Ad un certo punto della vita
della persona, indipendentemente dal "motivo", l'organismo
si è trovato a focalizzare la propria attenzione su uno
pseudo difetto fisico. Questo ha generato un incremento di
tensione difetto-specifico. L'incremento di tensione
raggiungendo livelli di soglia critici genera nell'organismo
uno stato di sofferenza. L'organismo a questo punto cerca di
risolvere il proprio stato di disagio tentando di
decrementare i livelli di tensione. Però l'attenzione sulla
tensione tende, per gli stessi processi psicofisiologici che
hanno generato i processi tensivi originariamente, ad
incrementare proprio la tensione che la persona cerca
volontariamente di risolvere. Essendo la tensione
sintomo-specifica il soggetto cerca di risolvere il proprio
difetto o comunque di controllarlo evidenziando la base
ansioso-ossessiva legata al disturbo. Questo significa che
il soggetto cerca volontariamente di agire sulle proprie
rappresentazioni (concetto di oggetto in psicologia
emotocognitiva) visto che non può controllare direttamente
lo stato di disagio causato dall'attenzione sul "difetto".

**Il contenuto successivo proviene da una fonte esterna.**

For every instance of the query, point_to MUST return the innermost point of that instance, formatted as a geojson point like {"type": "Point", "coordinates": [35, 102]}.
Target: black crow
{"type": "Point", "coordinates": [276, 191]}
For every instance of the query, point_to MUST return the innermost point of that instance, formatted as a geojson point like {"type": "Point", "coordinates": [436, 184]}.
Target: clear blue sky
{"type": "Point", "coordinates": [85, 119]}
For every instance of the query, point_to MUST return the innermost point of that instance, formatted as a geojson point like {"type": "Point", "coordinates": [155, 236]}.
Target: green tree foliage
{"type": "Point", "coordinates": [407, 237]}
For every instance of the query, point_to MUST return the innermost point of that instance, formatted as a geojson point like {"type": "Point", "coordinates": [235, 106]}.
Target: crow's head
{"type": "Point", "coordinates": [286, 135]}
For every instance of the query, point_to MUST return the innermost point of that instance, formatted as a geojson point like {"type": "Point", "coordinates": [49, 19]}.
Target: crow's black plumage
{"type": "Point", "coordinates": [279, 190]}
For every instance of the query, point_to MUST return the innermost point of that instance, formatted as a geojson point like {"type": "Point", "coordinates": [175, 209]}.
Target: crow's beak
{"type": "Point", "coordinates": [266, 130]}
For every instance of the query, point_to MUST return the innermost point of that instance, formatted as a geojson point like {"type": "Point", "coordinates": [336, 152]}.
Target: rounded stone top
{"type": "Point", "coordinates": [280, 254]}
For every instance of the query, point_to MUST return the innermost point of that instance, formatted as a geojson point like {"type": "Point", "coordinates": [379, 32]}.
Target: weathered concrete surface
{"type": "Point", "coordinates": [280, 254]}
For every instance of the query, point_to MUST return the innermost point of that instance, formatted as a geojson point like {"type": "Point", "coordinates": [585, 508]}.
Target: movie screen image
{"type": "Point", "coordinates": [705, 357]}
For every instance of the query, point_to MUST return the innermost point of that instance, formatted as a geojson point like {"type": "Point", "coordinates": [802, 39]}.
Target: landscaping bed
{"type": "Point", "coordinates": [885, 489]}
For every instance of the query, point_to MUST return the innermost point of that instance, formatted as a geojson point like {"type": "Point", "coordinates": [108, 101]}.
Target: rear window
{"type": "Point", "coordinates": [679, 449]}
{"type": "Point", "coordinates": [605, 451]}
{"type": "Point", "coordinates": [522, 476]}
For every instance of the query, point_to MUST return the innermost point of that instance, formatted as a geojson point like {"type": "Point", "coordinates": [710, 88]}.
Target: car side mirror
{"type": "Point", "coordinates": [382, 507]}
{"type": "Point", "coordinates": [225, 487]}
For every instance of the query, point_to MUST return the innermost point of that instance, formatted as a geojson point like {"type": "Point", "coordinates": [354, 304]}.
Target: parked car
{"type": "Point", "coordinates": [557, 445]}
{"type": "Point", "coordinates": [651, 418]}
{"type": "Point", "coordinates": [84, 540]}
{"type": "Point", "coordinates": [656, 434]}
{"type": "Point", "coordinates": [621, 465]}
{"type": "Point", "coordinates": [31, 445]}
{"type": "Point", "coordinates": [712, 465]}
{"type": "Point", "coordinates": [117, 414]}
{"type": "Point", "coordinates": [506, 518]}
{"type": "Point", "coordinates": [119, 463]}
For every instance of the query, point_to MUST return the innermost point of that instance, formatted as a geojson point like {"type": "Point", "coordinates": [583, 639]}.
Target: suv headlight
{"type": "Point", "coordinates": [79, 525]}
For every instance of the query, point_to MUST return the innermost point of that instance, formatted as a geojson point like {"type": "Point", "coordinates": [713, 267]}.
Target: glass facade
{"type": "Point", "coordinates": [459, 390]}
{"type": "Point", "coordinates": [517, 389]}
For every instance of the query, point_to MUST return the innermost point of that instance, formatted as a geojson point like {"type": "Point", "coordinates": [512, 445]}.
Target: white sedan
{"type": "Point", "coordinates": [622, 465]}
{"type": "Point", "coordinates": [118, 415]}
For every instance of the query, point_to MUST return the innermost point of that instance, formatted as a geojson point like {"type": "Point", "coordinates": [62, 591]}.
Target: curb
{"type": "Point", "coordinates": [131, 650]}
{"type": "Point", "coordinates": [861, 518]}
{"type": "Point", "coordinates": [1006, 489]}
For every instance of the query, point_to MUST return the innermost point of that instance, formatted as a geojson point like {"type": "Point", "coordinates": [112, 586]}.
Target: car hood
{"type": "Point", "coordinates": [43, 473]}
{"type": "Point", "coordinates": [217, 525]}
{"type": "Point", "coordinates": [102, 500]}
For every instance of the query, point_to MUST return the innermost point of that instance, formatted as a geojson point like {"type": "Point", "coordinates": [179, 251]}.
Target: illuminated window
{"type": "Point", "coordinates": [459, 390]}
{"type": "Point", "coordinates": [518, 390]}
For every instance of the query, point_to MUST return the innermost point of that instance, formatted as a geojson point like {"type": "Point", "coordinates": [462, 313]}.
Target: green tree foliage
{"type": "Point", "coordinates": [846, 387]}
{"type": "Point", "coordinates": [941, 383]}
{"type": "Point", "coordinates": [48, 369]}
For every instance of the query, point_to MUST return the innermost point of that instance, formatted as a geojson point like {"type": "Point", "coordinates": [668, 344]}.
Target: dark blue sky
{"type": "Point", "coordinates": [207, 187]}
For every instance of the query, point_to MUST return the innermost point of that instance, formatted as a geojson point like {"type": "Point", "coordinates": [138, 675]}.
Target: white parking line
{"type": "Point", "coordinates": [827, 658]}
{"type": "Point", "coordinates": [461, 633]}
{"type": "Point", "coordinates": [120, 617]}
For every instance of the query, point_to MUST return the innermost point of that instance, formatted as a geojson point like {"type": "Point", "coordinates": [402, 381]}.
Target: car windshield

Quello su cui la psicologia
emotocognitiva focalizza la propria attenzione è sul
tentativo che la persona mette in atto nel cercare di
ridurre i livelli di ansia generati dalla focalizzazione
dell'attenzione sul presupposto difetto fisico.
La tensione prodotta genera la sofferenza che la persona
tende a ridurre attraverso i comportamenti sopra indicati. I
propri comportamenti così come le comunicazioni ed i
comportamenti di chi sta intorno al soggetto con disturbo di
dismorfismo, però, tendono a ridurre i livelli di sofferenza
soltanto temporaneamente e per periodi davvero molto
limitati (pochi giorni, poche ore o addirittura poche decine
di minuti). Di fatto le azioni che tendono
a ridurre l'inevitabile sofferenza associata ai sintomi
generano un incremento di tensione che genera a sua volta
l'incremento della sofferenza che, la psicologia
emotocognitiva, ha definito primaria (Baranello, 2006).